We’ve styled it after a completely over the top gameshow, and we can’t wait to hop in and play with everyone when it comes out! Sadly we can’t share any details like release date and other features, but it won’t be long till we can. We’ve got to give a shoutout to the team at Unit 2 Games who make Crayta as well. It’s a really amazing piece of tech, a fun game in itself, and full of wonderful games to play. You should keep an eye on it when it launches, I think it could be pretty huge. Not only that, but they deserve success, they’re genuinely one of the nicest and most sensible teams we’ve ever worked with.

 

TANGO FIESTA 

We released Tango Fiesta on Steam, PS4 and Xbox One a very long time ago, even before Greenlight was a twinkle in Valve’s eye. It was published under Mastertronic, released out of Early Access just a few weeks before they very sadly went under. It was complicated launch, and a complicated time for us.


Remember this? If you do, you're one of the old school.

I feel like we sometimes give Tango a bit of a hard time. Suffice to say it was our first game as a team, first funded by a publisher, and first on Steam. We smashed it, and it’s really good fun, but it didn’t live up to our hopes in terms of quality, reviews, or sales. We do hold ourselves to a very high standard, and sometimes that can be tough, but we’re finally able to do what we feel is some justice to the game! We’re working on fixing a bunch of bugs (mostly around achievements), some quality of life issues (controls, pad support, polish) and bringing some of the changes and improvements that those lucky console owners have had back over into the PC version. There’s a bunch of small tweaks and presentational improvements, and excitingly a fairly significant rearrangement of the game! There’s a brand new mode called Arcade which sits alongside (rather than replacing) Story for those who can’t get enough of the amazing puns. Arcade takes you through a bunch of random levels from the game, fighting a mix of random enemies plucked from any World in the game, and then caps it off with a Boss fight. It’s an endless mode that gets harder and harder the further you get into it, and frankly is a much needed fast way to dive right into the fun.

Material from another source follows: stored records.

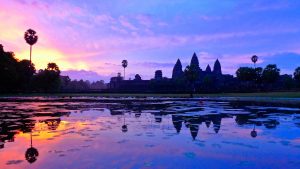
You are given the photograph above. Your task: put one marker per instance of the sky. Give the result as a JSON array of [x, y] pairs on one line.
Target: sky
[[89, 39]]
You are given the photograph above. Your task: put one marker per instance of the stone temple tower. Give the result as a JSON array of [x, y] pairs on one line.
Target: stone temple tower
[[208, 69], [177, 70], [195, 62], [217, 68]]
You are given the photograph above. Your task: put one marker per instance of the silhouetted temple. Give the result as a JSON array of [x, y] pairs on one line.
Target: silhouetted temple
[[207, 81], [177, 70]]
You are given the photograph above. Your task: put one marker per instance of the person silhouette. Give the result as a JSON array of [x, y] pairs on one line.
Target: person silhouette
[[31, 153]]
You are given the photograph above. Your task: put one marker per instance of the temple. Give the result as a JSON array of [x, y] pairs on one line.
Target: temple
[[208, 80]]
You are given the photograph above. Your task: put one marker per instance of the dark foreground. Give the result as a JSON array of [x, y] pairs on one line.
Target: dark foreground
[[147, 133]]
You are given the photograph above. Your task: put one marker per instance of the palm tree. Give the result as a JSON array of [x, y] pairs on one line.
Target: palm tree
[[124, 64], [254, 59], [30, 38]]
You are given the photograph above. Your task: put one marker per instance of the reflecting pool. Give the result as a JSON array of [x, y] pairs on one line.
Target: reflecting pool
[[48, 133]]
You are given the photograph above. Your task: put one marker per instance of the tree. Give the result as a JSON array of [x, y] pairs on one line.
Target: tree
[[124, 65], [270, 73], [8, 71], [47, 80], [191, 74], [254, 59], [30, 38]]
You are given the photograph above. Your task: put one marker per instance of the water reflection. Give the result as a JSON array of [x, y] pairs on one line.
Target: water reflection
[[31, 153], [47, 121]]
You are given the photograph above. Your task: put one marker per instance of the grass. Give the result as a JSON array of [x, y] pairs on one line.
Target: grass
[[263, 94]]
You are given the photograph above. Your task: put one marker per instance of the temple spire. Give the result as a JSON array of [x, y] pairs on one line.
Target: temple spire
[[217, 68], [208, 69], [177, 70]]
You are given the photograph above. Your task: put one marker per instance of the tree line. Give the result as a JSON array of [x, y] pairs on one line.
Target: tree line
[[21, 75]]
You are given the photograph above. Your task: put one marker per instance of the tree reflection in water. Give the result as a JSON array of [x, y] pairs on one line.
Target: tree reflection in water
[[211, 115], [31, 153]]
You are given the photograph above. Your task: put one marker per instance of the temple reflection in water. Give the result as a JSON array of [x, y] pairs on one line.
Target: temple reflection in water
[[195, 116]]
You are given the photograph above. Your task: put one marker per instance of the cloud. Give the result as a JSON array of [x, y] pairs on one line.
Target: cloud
[[145, 20], [85, 75], [124, 22]]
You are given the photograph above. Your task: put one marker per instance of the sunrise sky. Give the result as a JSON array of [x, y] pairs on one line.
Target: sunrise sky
[[89, 39]]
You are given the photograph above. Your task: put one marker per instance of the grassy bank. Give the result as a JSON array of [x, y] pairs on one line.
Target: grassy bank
[[264, 94]]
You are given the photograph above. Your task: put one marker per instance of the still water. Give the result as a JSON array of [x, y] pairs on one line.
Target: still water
[[84, 133]]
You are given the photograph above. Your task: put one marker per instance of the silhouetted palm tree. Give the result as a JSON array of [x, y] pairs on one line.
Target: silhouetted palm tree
[[30, 38], [124, 64], [254, 59]]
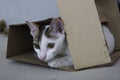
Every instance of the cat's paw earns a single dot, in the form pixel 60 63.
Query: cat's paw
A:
pixel 55 64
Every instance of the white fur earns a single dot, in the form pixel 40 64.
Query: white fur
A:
pixel 66 60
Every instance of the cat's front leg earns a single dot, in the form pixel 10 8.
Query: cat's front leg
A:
pixel 61 62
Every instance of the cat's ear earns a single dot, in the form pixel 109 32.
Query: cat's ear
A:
pixel 34 30
pixel 56 25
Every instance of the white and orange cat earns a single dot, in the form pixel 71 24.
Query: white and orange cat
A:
pixel 52 46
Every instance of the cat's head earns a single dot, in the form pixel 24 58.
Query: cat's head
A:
pixel 52 41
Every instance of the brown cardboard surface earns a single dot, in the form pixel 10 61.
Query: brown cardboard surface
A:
pixel 82 24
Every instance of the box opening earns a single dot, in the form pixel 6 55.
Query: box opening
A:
pixel 20 41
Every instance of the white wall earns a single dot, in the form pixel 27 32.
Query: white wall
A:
pixel 18 11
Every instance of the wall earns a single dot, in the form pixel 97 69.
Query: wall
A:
pixel 18 11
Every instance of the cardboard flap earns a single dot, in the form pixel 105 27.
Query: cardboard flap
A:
pixel 84 33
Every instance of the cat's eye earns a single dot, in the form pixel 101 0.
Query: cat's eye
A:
pixel 50 45
pixel 36 46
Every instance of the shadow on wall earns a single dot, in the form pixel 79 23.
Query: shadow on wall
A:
pixel 119 4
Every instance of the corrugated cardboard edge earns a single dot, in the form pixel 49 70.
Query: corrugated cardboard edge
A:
pixel 115 56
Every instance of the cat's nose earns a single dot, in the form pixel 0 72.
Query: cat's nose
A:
pixel 43 57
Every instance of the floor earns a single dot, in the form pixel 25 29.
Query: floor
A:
pixel 12 70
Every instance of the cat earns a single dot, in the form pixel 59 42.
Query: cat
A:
pixel 52 46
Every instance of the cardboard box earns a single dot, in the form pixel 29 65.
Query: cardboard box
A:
pixel 84 33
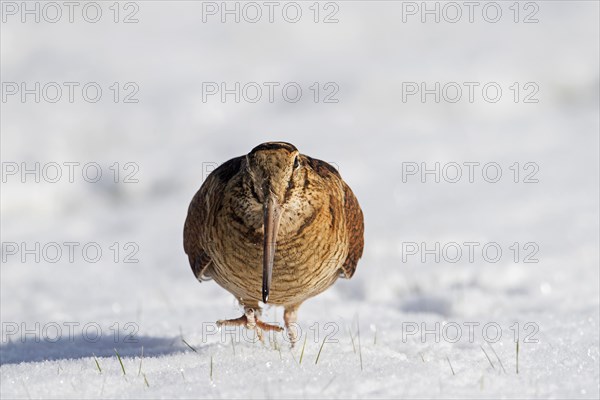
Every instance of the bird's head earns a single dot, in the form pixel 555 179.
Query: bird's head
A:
pixel 273 170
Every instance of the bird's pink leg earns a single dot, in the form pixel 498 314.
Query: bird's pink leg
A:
pixel 290 316
pixel 250 321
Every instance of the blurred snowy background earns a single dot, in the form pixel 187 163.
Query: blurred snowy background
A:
pixel 172 136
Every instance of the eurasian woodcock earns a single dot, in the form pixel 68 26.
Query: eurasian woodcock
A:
pixel 274 226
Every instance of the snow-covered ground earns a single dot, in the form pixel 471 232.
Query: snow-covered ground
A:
pixel 401 327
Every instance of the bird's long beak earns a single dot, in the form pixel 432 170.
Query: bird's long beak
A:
pixel 272 216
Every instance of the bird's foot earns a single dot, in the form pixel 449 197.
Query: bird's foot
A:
pixel 250 321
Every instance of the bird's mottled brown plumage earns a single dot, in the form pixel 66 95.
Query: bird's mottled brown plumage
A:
pixel 318 228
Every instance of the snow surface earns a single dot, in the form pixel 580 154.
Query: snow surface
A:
pixel 368 134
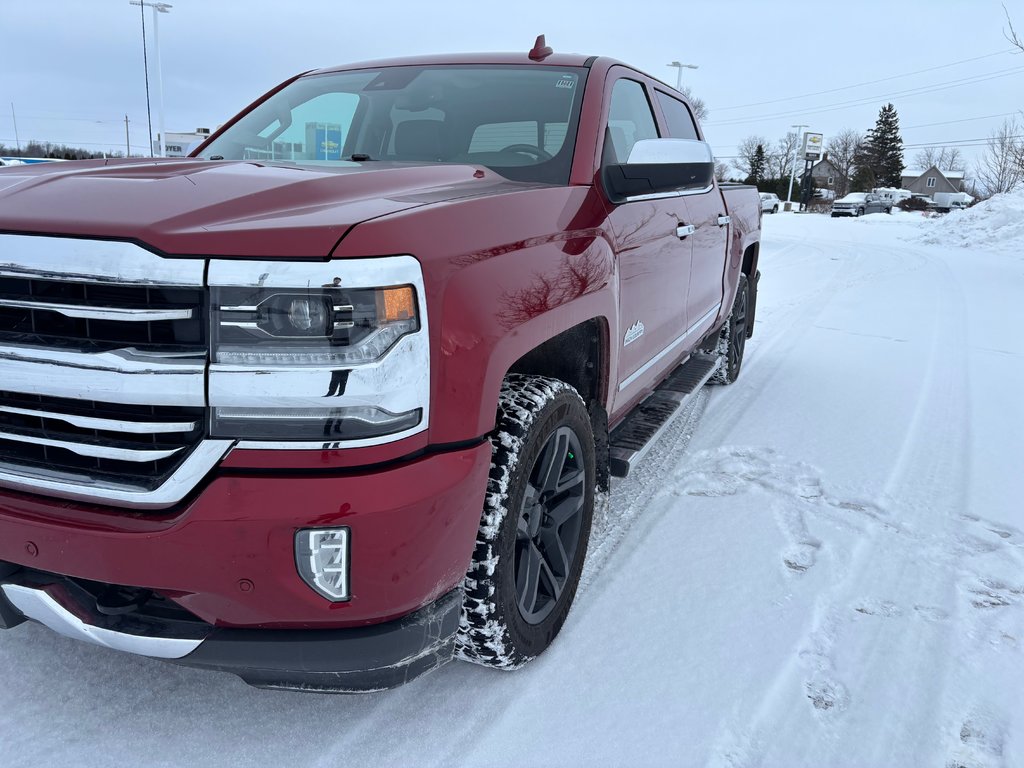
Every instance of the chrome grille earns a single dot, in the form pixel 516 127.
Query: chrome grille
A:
pixel 102 364
pixel 94 316
pixel 103 440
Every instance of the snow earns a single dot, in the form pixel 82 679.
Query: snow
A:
pixel 820 564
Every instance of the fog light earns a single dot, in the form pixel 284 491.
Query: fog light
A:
pixel 322 558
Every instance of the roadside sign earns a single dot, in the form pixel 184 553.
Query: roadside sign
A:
pixel 813 143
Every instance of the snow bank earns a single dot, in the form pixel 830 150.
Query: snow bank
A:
pixel 997 221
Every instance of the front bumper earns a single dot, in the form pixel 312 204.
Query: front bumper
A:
pixel 228 557
pixel 356 659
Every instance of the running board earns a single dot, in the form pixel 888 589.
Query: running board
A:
pixel 631 440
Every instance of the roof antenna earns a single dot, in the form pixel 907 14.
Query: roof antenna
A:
pixel 541 49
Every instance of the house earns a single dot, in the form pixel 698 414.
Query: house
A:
pixel 826 176
pixel 931 180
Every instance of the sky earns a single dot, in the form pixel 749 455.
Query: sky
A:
pixel 72 70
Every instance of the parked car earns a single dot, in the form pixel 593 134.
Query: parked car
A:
pixel 328 402
pixel 769 203
pixel 892 195
pixel 945 202
pixel 858 204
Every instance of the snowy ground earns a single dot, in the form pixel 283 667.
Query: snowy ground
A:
pixel 820 565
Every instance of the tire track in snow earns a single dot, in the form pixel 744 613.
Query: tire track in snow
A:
pixel 882 563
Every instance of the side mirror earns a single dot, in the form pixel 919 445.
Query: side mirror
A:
pixel 659 166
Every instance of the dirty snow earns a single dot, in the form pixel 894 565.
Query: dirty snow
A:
pixel 821 564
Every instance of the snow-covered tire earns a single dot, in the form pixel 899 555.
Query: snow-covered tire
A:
pixel 732 339
pixel 536 522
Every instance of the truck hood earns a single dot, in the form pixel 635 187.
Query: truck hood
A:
pixel 206 208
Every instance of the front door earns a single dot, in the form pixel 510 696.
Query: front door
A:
pixel 653 246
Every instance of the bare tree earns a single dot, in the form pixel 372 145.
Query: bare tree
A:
pixel 1000 168
pixel 745 153
pixel 697 103
pixel 842 152
pixel 1011 34
pixel 780 157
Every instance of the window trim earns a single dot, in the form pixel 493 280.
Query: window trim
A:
pixel 698 136
pixel 645 88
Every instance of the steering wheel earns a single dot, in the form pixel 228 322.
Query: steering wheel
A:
pixel 536 152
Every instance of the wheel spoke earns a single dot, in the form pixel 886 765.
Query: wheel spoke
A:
pixel 563 511
pixel 528 578
pixel 552 462
pixel 570 479
pixel 556 559
pixel 553 583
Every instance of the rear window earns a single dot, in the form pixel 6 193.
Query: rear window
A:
pixel 519 121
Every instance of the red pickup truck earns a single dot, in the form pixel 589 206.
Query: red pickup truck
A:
pixel 327 403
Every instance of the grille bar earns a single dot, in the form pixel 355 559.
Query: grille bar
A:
pixel 93 451
pixel 109 425
pixel 123 314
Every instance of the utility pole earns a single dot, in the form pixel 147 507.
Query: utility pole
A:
pixel 157 8
pixel 793 168
pixel 679 73
pixel 16 139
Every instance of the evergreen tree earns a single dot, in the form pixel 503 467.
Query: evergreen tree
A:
pixel 758 165
pixel 882 159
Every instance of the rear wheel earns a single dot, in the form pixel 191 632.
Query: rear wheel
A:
pixel 732 339
pixel 536 523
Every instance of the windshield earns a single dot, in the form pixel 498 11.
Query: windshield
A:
pixel 519 121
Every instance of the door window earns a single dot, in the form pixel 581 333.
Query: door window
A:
pixel 630 120
pixel 677 117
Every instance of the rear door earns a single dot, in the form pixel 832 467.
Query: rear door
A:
pixel 706 210
pixel 653 259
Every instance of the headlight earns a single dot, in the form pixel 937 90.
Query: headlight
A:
pixel 317 328
pixel 317 354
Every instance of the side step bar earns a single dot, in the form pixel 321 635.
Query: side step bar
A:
pixel 631 440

We’ve got plans for more on the horizon, but this initial effort can be summarised as an attempt to reassure people who have bought it that we’re not the kind of dev to forget one of our games. We’d love the effort to boost some review scores - perhaps get it above the (deserved) Mixed that it’s currently sitting on right now. And to really, honestly, draw a nice line under it. If it results in no sales spike, or not a big enough reception, then we can say we honestly gave it the very best shot.